CAAC Centro Andaluz de Arte Contemporáneo

Mariajosé Gallardo

Non Sine Sole Iris

20 Dec 2013 - 20 Apr 2014

Mariajosé Gallardo
Exhibition View 'No sine sole iris',CAAC
MARIAJOSÉ GALLARDO
Non Sine Sole Iris
20 December 2013 – 20 April 2014
Exhibition Session: Beyond Figura

Non Sine Sole Iris (No Rainbow without Sun) is an exhibition project halfway between the possible interpretation of a Baroque altarpiece from a modern perspective and a contemporary "cabinet of curiosities". Knowing that visual order affects the perception and reading (and, of course, the cognitive and pleasurable experience) of the work, Mariajosé Gallardo (Villafranca de los Barros, Badajoz, 1978) appropriates the format used in Kunstkammer or Wunderkammer to display motley collections of odd objects and paintings in the age of great explorations and discoveries (the 16th and 17th centuries) to showcase her own selection with a calculated, precise structure and thematic order. More than 50 canvases are arranged around a full-length portrait of a lady beneath the evocative phrase from which this exhibition takes its title: Non Sine Sole Iris.

These paintings derive a large part of their aesthetic significance from symbolic interaction with the viewer. Over the years, Gallardo has built up a personal vocabulary that is the product of hard work, but also of reading, study and observation; emblems, symbols, religious and esoteric motifs, heraldry, votive objects and reliquaries reveal themselves in portraits and still lifes that invite us to think about painting from a broader perspective, beyond strictly plastic or aesthetic parameters-to consider it in terms of history, literature, representation or the latest theories about the gender binary construct.
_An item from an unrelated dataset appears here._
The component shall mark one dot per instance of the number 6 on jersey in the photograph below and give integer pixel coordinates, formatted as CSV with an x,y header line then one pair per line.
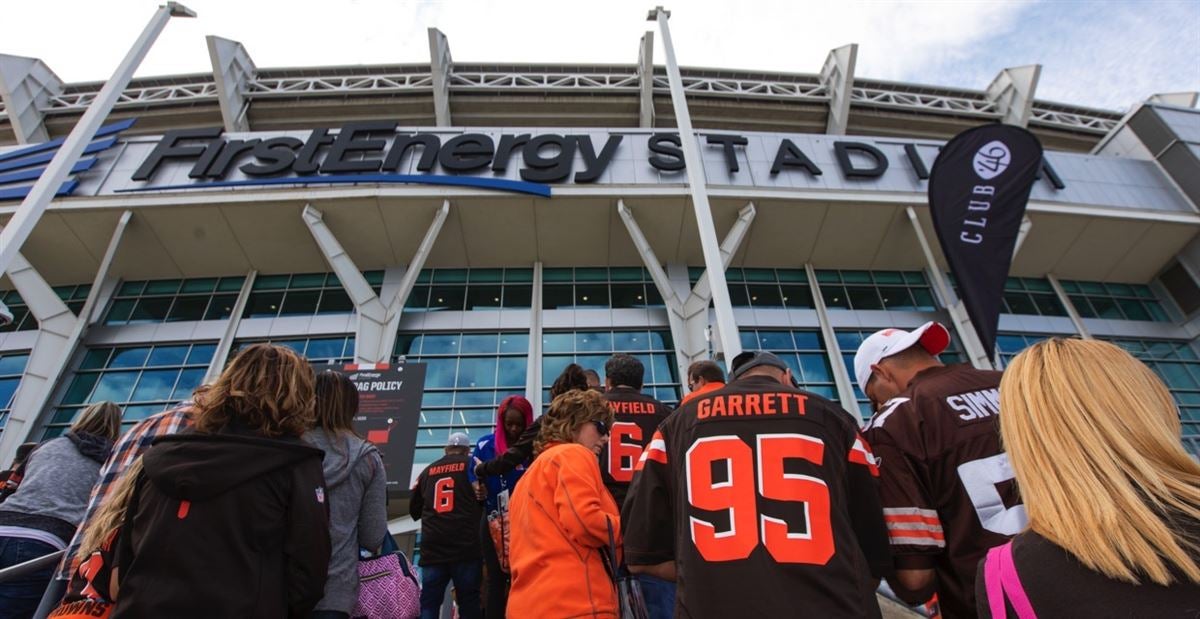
x,y
738,494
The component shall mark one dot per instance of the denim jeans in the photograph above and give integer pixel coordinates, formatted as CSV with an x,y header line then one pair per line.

Her portraits impel us to explore the connections between bodies and garments: it is no coincidence that the majority of her models are women, and young, white, permanently clothed women to boot. She always portrays housewives, virgins, queens, female warriors and other characters swathed in clothing, forcing us to reconsider the historical role that attire (and its artistic representation) has played in the naturalization of binary identities (male or female) as a process of social organization that shapes our notions of gender.
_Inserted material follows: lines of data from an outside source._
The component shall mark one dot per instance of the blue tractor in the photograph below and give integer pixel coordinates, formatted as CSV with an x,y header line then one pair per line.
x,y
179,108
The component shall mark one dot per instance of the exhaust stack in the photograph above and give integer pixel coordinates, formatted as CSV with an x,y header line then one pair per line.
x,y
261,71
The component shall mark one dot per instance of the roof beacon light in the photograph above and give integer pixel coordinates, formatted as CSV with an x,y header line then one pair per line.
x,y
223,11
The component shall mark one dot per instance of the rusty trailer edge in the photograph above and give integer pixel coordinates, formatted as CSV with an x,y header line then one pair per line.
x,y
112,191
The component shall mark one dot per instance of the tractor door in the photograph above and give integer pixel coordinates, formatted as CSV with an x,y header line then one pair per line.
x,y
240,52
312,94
Film, fashion, music, comics and, of course, the visual arts, but above all the history of painting, are the references that have spawned and delimited the aesthetic territory of this artist, a member of the creative group that founded the Seville gallery Sala de eStar (2001-2007). This show produced for the CAAC invites us to step into that personal universe, where we find a strangely harmonious blend of such diverse elements such as Vermeer's lighting, Balmain's punk aesthetic, Valdés Leal's vanitas and McQueen's skulls, Titian's glazing techniques and Riccardo Tisci's sinister tailoring, the Baroque exuberance of La Roldana and the excess of Lacroix, the Disney factory and Murillo's Immaculate Conceptions, the pages of Vogue and Zurbarán's female saints.